Misuse of information – behaviour based on information that is not generally available but would affect an investor’s decision about the terms on which to deal, and where the behaviour would be considered by market participants to be below the standard expected of a user of the market.




Shareholders were denied access to company accounts for approximately 20 months before the shares were delisted. Shareholders were in effect to be denied any information which might throw into question the restructuring option that had been chosen, and were simply expected to accept that there would be no payment whatsoever to them while ownership of the company was passed to the Lenders.


Audited accounts would have gone at least some way towards answering shareholder questions. However, the movement of the accounting reference date to 30 September 2013 and then putting hibu plc into administration on 27 November 2013 (Wigley: “a planned step in the restructuring process”) meant that hibu had managed to avoid their figures being challenged at any time since the Annual Financial report of May 2012 was issued. 

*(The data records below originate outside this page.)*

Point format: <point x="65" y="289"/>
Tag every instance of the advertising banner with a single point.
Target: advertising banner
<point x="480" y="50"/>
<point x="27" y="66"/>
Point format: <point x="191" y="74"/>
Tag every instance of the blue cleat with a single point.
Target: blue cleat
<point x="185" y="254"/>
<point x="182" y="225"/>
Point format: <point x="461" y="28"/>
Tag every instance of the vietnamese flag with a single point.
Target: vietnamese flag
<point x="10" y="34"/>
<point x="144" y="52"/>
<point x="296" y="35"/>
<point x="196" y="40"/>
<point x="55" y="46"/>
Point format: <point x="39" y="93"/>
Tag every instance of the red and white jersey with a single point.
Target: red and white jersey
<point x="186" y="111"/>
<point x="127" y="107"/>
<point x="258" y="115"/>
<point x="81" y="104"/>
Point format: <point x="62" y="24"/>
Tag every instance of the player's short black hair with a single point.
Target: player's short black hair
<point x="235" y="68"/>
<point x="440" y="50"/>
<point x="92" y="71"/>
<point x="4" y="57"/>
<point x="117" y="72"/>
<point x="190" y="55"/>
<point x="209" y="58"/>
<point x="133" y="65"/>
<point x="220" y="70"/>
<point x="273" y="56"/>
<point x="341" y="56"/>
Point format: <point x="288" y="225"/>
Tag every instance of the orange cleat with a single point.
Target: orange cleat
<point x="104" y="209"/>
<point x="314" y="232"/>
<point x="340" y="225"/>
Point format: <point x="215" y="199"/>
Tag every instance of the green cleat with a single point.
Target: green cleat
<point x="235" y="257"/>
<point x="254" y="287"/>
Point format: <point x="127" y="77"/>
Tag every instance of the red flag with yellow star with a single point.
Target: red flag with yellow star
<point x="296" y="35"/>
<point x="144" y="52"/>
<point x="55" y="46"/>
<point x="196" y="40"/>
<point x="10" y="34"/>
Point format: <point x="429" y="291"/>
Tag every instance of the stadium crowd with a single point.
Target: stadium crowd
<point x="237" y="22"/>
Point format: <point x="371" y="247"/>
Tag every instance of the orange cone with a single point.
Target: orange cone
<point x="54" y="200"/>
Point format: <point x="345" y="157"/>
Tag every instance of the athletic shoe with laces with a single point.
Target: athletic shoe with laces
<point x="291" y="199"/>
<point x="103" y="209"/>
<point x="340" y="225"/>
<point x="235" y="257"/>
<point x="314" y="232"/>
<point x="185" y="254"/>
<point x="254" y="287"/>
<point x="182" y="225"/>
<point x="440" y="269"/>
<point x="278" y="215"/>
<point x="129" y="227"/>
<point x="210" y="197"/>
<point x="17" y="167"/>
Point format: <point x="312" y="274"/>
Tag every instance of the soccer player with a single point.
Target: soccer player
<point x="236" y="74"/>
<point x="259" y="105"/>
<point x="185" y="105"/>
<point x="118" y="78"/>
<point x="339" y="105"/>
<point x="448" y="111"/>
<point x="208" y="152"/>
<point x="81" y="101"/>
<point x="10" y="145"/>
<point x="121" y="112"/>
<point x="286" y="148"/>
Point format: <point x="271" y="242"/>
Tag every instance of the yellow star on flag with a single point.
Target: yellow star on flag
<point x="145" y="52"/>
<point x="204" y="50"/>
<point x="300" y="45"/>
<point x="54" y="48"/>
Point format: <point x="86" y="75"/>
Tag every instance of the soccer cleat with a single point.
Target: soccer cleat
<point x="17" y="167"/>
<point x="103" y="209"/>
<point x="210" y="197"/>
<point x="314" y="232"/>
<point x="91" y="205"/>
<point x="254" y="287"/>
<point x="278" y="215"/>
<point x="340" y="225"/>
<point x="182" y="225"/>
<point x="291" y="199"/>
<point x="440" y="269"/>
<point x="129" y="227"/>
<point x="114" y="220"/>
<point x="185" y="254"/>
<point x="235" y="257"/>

It is a flagrant abuse of the authority vested in Directors of a publicly-quoted company for them to take steps to prevent scrutiny of their actions, including the unexplained write off of £3.5 billion worth of assets, and the incomprehensible purchase of shares in its own subsidiary for over £1 Billion. Such actions are a serious violation of the 2006 Companies Act.  

Elements Four and Five

Dissemination – giving out information that conveys a false or misleading impression about an investment or the issuer of an investment where the person doing this knows the information to be false or misleading.


Distortion and misleading behaviour – behaviour that is likely to give a false or misleading impression of either the supply of, or demand for, an investment; or behaviour that would be regarded, or would be likely to be regarded as behaviour that would distort or would be likely to distort the market in an investment. 




These two elements are a huge and important part of our claim for wrongdoing to be investigated by the FCA. For full details please see the Withholding / Dissembling Important Information pages in our Evidence section.


Just a small selection of evidence for elements Four and Five;



  • Not informing the markets that offers of between $1.65 and $1.85 billion had been received for the US arm of the business.
  • Unannounced Board Changes
  • Unannounced changes to the Coordinating Committee of Lenders
  • False statements by the Board of Directors
  • Creating a False Market by not disclosing to the market that they had by then already turned hibu plc into a shell holding company, with its money, staff and assets loaned or moved to subsidiaries. 


HSG View


 As with the Serious Fraud Office, the Financial Conduct Authority appeared to do everything it could NOT to launch an investigation, mainly citing those acts of parliament and company law that fell outside their official remit. HSG however, provided many pages of documentation stating where the law had been broken, and why it was the FCA's job to hold an investigation. Again, as with the Serious Fraud Office, they declined to interact with us further once they had "investigated" themselves.


Given the close proximity to the FCA of Hibu Chairman Bob Wigley, in his previous roles at the authority and his close acquaintance with the Director of the FCA, it can only be assumed that there was a SERIOUS conflict of interest that prevented the correct route of investigation taking place.


There is a further conflict of interest in that the Director of Enforcement and Financial Crime and the Financial Conduct Authority was Tracey McDermott, who later went on to become CEO of the Authority. McDermott now sits on the Board of UK Finance, which is chaired by, yes, you guessed it, Bob Wigley.